During the settling time, a ‘glitch’ or ‘ringing’ will be seen on each voltage step of the unfiltered output. It’s not usually a problem though as long as it only lasts for about 10% or less of the sampling period. The reconstruction low-pass filter should remove it.
The Perfect DAC
Remember the ‘Perfect ADC’ from last time? In theory, it had a sampling interval of zero and as such could have an infinite sampling rate with no need for an anti-aliasing filter. Unfortunately, practical components have a finite conversion time which means finite sampling rates and a limited signal bandwidth which can be sampled. Fig.1a and Fig.1b illustrate the ideal output from a DAC in the time and frequency domain respectively. The digitised signal is a single sinewave. Note that the output contains the same frequency components as the original sampled input. The problem is that no real DAC can supply zero-width pulses, and finite-width pulses distort the signal.
Real DACs and Sinx/x Distortion
Fig.1c and Fig.1d show the actual output of a typical DAC and the resulting frequency distortion. You can see that an output sample is held constant for the whole sampling interval T. It comes from the simplest hardware realisation: a parallel-input DAC connected to latched GPIO pins on a microcontroller/DSP device. The blue waveform looks very ‘blocky’ but can be cleaned up fairly easily with an analogue low-pass or ‘reconstruction’ filter because the sampling rate is twelve times the signal frequency. The frequency components present in the unfiltered signal are shown in Fig.1d. Because the output samples are the same width as the sampling period T, the frequency components are attenuated by a Sinx/x (pronounced ‘sine x over x’) function, with the sampling frequency and its harmonics disappearing altogether. The high sampling rate means that the only frequency component we actually want in the final output (fS/12), the original sine wave, is barely touched. All the rest would be removed by the reconstruction filter anyway.

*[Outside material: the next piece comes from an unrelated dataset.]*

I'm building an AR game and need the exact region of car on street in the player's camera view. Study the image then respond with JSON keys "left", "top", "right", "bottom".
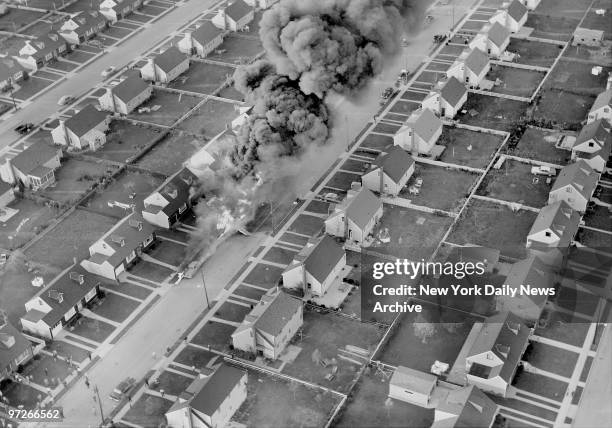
{"left": 101, "top": 66, "right": 116, "bottom": 77}
{"left": 58, "top": 95, "right": 75, "bottom": 106}
{"left": 109, "top": 377, "right": 136, "bottom": 401}
{"left": 14, "top": 123, "right": 34, "bottom": 135}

For completeness sake let’s take a look at the same graphs for a sine wave signal of frequency fS/3, only just below the Nyquist limit of fS/2 (Fig.2). The DAC output is even ‘blockier’ but the original signal can still be recovered as no aliasing has taken place. In Fig.2d you can see that the imposed Sinx/x envelope has attenuated our wanted frequency component fS/3 rather more than before and the next unwanted frequency 2fS/3 is much closer and larger. Now imagine that fS/3 is merely the highest component in a baseband of frequencies. See how the Sinx/x distortion introduces a significant curved ‘roll-off’ over the baseband.

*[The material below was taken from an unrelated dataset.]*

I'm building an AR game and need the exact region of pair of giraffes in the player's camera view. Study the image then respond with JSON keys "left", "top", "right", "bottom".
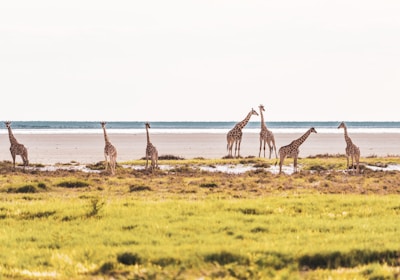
{"left": 100, "top": 122, "right": 158, "bottom": 175}
{"left": 226, "top": 107, "right": 361, "bottom": 174}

Anti-aliasing and Reconstruction filters are both low-pass in format and perform similar tasks in removing unwanted high-frequency components. Anti-aliasing band-limits the baseband signal ready for sampling, reconstruction removes the unwanted frequencies resulting from the sampling process itself (Fig.3). No surprise then that design considerations are the same for both: low sampling rate means a more complex and faster roll-off filter. High sampling rate allows a simpler, slower roll-off design to be used.
Digital Signal Processing
So, we now have the means to convert an analogue signal to a series of numbers which can be converted back into precisely the same waveform afterwards. That isn’t as pointless as it sounds because it could form the basis of a communication system for sending analogue data over a digital network. Communication is not the aim here: we want to process the signal in its digitised form. Just about anything is possible from simple filtering, through spectral analysis to feature extraction from video images, all in real-time. I’ll start with some basic processing algorithms in the next part of this series, but before you get excited about all the possibilities, consider this: for real-time operation, a process cycle must take less than one sample period to complete. This means another trade-off, the desirability of a high sampling rate against the complexity of the process algorithm.